By the end it's revealed to the audience the pimp known as “X” is wanted for murder and is a well known sex trafficker. Yikes! Stefani eventually leaves, ending up living at home away from the madness, not exactly sure what happens to Derrick, X is in prison, and Zola totally made a movie from all of this insanity.

According to Rolling Stone Magazine, ZOLA is the greatest stripper story ever told. It’s a viral odyssey of sorts bringing together the sex worker and pimp relationship into the 21st century because there’s wifi and Backstage websites for people looking to pay for sex. The story nose dives into it while luring in a particular outsider with a gun with an anxious boyfriend in toe, who essentially loses his mind by nearly killing himself. It’s a hot mess, but the execution into making the film entertaining is effective, wildly so because it hooks the audience into wondering what the hell is going to happen to this circus of characters.

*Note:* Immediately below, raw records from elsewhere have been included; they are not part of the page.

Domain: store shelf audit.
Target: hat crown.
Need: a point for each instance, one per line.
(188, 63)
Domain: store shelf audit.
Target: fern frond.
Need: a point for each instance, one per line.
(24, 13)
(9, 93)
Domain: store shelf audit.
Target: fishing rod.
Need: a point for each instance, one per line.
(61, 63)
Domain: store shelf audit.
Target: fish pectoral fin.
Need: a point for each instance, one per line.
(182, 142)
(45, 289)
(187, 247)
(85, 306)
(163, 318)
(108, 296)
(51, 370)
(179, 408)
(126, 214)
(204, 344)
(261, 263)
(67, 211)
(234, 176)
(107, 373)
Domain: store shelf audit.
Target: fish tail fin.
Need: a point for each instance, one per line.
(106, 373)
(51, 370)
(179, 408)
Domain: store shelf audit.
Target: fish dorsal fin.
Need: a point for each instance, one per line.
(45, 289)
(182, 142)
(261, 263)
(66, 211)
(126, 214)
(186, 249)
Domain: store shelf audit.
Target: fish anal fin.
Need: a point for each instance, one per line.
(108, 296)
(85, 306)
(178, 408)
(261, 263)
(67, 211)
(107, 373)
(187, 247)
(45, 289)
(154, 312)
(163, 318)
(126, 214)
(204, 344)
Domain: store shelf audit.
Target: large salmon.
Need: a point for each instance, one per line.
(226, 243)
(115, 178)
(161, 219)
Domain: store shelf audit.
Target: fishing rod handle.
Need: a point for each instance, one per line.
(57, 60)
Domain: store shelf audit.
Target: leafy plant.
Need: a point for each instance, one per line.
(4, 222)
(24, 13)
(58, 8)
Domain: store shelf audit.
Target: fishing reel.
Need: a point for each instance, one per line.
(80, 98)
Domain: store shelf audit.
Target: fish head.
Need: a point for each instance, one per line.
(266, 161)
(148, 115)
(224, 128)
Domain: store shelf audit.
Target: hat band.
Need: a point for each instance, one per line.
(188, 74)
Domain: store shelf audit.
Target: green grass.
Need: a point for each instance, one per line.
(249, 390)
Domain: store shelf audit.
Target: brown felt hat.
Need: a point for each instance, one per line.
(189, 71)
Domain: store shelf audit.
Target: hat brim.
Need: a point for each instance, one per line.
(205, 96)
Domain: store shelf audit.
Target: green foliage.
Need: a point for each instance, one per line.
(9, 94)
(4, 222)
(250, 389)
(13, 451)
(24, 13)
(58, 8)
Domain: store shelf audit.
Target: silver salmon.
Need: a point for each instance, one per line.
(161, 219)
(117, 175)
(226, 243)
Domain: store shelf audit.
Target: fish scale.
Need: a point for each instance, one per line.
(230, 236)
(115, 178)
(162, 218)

From an acting standpoint Riley Keough is fairly convincing in terms of gaining Zola’s sympathy, but other than that her demeanor is phony, outlandish, over the top with slang that just feels uncomfortable to utter. The actress who played Zola (Taylor Paige) on the other hand, is amazing and also went to great lengths to really get inside the role she was playing by actually dancing at a strip club prior to filming. Who girl, respect and major props. Watching women use their core as they circle around a stripper pole looks taxing and for someone like me with zero to no upper arm strength, I’d fall flat on my bootie. Zola finds a way to divert such a debacle by using her storytelling skills to sweat out the trauma into entertainment.